Your hair has a way of telling you if your
body is in balance. If you are healthy -
physically as well as emotionally - your hair will be radiant and shining and
your scalp pliant and moist.
If you are not well physically, or if you
are upset emotionally, your hair becomes dull and lifeless - it will begin to
fall out, and your hair will become waxy with the overproduction of your
traumatised sebaceous glands.
If your hair is
thinning or you are experiencing baldness and it seems abnormal either because
you are young or female, it is more than likely that stress is the culprit of
hair loss. Your hair is one of the first
places your body shows distress. Illness, medication and imbalances in nutrition
all show up in you hair and scalp.
Usually, it is
not mild job or life stress that triggers hair loss, more likely it is
extremely serious stress to the body that causes hair to stop growing and fall
out. These types of stress can be initiated by some types of medications,
diabetes, thyroid disorders and even extreme emotional stress, but also can be
caused by commonplace life events like childbirth, miscarriage and surgery.

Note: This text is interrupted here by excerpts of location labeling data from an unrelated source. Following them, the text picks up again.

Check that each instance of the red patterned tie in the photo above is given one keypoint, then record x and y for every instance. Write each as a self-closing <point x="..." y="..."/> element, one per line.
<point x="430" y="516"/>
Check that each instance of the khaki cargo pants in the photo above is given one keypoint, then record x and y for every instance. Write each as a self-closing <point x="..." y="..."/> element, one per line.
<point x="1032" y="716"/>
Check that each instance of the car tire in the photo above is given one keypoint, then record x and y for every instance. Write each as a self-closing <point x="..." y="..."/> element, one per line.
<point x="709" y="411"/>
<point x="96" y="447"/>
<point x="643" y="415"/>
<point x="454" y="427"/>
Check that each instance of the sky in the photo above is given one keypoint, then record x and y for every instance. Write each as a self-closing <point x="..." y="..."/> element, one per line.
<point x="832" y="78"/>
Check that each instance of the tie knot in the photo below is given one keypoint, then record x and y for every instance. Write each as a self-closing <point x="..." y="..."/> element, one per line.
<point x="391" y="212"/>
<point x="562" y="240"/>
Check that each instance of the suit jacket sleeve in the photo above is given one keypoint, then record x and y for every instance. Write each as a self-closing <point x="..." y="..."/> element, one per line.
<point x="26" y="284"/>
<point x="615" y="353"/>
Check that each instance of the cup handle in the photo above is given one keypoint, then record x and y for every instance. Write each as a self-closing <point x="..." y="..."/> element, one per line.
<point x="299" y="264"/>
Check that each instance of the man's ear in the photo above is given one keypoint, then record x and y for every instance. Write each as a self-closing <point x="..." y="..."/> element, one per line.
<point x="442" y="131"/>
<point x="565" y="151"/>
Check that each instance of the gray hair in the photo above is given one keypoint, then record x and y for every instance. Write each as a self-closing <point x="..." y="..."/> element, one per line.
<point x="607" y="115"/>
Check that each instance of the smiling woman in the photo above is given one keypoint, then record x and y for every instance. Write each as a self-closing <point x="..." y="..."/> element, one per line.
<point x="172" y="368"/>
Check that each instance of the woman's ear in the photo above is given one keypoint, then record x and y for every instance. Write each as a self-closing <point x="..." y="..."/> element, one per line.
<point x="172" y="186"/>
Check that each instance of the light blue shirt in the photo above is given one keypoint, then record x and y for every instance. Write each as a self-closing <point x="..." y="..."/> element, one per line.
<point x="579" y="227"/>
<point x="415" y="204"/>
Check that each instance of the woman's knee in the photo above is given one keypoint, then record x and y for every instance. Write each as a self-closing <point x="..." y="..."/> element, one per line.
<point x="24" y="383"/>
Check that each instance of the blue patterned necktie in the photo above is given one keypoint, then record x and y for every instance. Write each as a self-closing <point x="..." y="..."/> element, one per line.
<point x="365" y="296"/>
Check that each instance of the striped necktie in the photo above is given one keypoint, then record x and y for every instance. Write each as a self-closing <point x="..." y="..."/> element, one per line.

Any major change in our lives can be
reflected in the condition of our hair, scalp and skin. We reflect our health and well-being in the
condition of our hair and scalp.
But how does stress actually effect hair
loss? Well hair grows in repeating cycles. The active growth phase lasts around
two years and is followed by a resting phase that spans three months, after
which the hair falls from the scalp. Normally, every strand of hair in your
head is at a different point in this cycle, so the shedding is barely
noticeable: a few strands in the shower drain, some more on your brush, a hair
or two on your pillow. A normal head sheds at most 100 strands of hair a day.
However, when the body undergoes extreme
stress, as much as 70 percent of your hair can prematurely enter the resting
phase. Three months later, these hairs begin to fall out, causing noticeable
hair loss.
The person will not become completely bald
and the thinning will be fairly unnoticeable. However, it is this three month
delay and the fact that the trigger seems so unrelated that causes confusion on
the part of the patient concerned about hair loss.